"Świeckie państwo" przykrywką dla klęski SLD
Kościół katolicki cieszy się w Polsce
przywilejami, które mu się nie należą, jak żadnemu innemu
związkowi wyznaniowemu - pisze w dzienniku "Fakt" poseł SdPl
Andrzej Celiński.
21.09.2004 | aktual.: 21.09.2004 10:28
Według niego, kwestie finansowe Kościoła powinny więc zostać starannie przemyślane, ale powinno się to stać poprzez dialog z władzami Kościoła, a nie gorączkowe gesty, służące zdobywaniu głosów twardego elektoratu lewicy.
Sposób w jaki SLD zabrał się za załatwianie tych spraw, jest po prostu niesmaczny. Kwestia, którą podnosi Sojusz, powinna być obecna w debacie publicznej, ale to nie SLD powinien tę debatę inicjować. Ta partia w osobach Leszka Millera, Jerzego Jaskierni czy Józefa Oleksego dawała liczne dowody całkowitego niezrozumienia roli Kościoła katolickiego w Polsce, jego wewnętrznych problemów i kłopotów z modernizacją - uważa Celiński.

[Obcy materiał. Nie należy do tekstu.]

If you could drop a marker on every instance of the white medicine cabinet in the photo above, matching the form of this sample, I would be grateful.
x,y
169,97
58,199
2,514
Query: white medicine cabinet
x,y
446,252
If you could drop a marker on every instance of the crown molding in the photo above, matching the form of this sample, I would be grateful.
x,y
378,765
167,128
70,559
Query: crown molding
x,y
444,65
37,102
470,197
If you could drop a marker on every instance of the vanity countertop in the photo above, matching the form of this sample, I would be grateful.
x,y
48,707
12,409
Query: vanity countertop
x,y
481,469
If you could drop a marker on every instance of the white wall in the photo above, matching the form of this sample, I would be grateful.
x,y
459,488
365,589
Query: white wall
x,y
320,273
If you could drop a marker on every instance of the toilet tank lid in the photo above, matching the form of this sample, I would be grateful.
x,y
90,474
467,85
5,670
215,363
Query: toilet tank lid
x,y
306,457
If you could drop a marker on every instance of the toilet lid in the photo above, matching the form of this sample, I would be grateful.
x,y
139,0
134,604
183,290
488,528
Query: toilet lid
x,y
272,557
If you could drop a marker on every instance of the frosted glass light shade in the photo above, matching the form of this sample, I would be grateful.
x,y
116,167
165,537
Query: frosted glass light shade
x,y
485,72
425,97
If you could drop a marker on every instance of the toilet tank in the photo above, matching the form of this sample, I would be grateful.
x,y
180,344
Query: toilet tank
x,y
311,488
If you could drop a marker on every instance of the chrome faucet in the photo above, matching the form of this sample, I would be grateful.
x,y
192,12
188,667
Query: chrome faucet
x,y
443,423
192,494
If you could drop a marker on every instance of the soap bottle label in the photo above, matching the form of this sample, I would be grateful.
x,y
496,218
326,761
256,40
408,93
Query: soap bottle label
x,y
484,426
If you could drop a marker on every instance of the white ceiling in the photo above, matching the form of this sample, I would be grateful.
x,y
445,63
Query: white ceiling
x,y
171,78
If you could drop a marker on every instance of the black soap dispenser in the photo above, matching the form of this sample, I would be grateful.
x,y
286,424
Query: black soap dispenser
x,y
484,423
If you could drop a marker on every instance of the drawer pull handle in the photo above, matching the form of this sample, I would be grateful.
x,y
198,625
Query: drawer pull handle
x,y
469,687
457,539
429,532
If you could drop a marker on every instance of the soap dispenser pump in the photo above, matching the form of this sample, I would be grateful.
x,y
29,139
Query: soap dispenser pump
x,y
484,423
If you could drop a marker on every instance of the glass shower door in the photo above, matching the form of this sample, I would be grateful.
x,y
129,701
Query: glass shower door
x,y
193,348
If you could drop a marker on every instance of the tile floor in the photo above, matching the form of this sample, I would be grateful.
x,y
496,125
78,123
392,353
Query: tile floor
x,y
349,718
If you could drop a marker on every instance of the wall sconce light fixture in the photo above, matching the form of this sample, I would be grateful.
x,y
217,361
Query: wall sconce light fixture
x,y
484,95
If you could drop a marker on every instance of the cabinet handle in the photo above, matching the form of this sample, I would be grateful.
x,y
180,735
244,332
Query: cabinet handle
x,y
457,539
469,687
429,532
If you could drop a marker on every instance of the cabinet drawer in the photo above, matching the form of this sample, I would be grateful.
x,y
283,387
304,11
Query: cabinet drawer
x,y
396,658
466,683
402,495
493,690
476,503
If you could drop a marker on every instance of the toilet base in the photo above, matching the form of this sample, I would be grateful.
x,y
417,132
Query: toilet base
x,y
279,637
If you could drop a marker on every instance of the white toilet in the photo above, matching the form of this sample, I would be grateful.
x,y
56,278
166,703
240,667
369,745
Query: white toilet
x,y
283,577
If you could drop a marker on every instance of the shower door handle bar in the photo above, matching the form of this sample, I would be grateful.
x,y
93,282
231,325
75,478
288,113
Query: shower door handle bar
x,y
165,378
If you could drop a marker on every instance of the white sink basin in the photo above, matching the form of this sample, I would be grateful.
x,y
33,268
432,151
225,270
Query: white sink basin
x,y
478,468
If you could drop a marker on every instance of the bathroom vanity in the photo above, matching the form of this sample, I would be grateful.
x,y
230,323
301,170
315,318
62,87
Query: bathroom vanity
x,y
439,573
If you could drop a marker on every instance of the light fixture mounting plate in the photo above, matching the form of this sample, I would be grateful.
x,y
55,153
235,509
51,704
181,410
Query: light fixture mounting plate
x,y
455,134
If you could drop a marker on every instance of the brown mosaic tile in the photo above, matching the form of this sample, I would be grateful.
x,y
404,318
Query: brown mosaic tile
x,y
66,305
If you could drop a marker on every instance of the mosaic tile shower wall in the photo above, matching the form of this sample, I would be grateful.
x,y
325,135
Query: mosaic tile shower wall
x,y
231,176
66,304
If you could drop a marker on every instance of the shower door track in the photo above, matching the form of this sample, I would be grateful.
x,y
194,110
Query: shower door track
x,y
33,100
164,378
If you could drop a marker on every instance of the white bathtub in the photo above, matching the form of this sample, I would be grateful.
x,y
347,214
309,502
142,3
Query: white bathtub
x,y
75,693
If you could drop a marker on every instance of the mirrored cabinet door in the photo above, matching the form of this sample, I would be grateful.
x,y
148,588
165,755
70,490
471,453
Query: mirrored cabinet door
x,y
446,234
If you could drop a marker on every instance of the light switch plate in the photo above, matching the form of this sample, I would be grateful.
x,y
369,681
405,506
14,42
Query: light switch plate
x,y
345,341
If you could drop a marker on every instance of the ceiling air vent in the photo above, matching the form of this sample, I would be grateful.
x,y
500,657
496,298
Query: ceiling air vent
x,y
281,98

Jego zdaniem, nam potrzeba rzeczowej debaty, a nie złośliwości. Jednak ani SLD, ani Kościół nie potrafią takiej debaty prowadzić, bo wszystkie argumenty są po obu stronach przyjmowane z kompleksami.
W dodatku nagły zwrot SLD ku problematyce świeckiego charakteru państwa jest przykrywką dla klęski ideowej tego ugrupowania, a nie faktyczną próbą rozwiązania problemu - konkluduje poseł SdPl.